What a marvelous mismatch!

Manny Pacquiao was a masterpiece, Lucas Matthysse a big joke.

There are several other superlatives fit to celebrate Pacquiao’s glittering one-man show in Kuala Lumpur on Sunday.  He indeed looked nearly as magnificent as the younger Pacquiao of old. Better yet, he was magically more mature. He has patiently, painfully graduated from a devil-may-care slugger into masterful well-rounded warrior.

Pacquiao himself was a masterpiece. But it would be wrong to call his triumph, the 60th in his legendary career, a classic, or one memorable theater for the ages.

There was hardly a conflict, no clear risk. There was also the absence of catharsis.

The tale was concluded right after the first round.

Of course, the one-sided result generated instant hysteria, to the point that it had been taken as a victory song that supposedly united our poor conflicted nation.

There swirled an infectious national delight.

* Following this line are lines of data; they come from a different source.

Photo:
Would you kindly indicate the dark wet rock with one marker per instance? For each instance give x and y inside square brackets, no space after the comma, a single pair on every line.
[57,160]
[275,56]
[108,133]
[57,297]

Yes, marvelous. But wasn’t the fight, in its impurity, also a tasteless and shameful mismatch?

Majority of local fans would realize the morning after how they had been short-changed, as though served a spoiled dish in a banquet.

Pacquiao, 39, did loom young as 28 at the first bell. He was cautious, tentative at the start.

It took no time before he turned sharp and wholly dominant, thereby reducing Matthysse into an easy cowering target.

Pacquiao dropped his confused, undecided foe a total of three times, before the referee waved Matthysse out after he spat his mouthpiece at the end of the seventh round.

By the way, a couple of days before the championship, Pacquiao said he felt young and fully renewed.

“I’m excited, I’m hungry, I’m happy,” he declared.

Ahead of Pacquiao, Matthysse, heavily tattooed like a feared goon, was claiming he would be ready to die to defend his crown.

What caused the dreadful deterioration?

“Matthysse did not fight. He did not try,” cried the famous boxing expert and analyst Teddy Atlas.

Defended Matthysse:, heading home after collecting a fat paycheck  “I go home with my head raised very high. I came in and in there but nothing played out as I wanted.”

It could be the end of his career, but Matthysse said he would rest before deciding on his future.

Is there a future for a high-powered warrior, a knockout artist, who surrendered on his knees without taking a legit killer punch?

Mathysse was a big joke.

He was undecided on whether to run to the bank or return to his corner.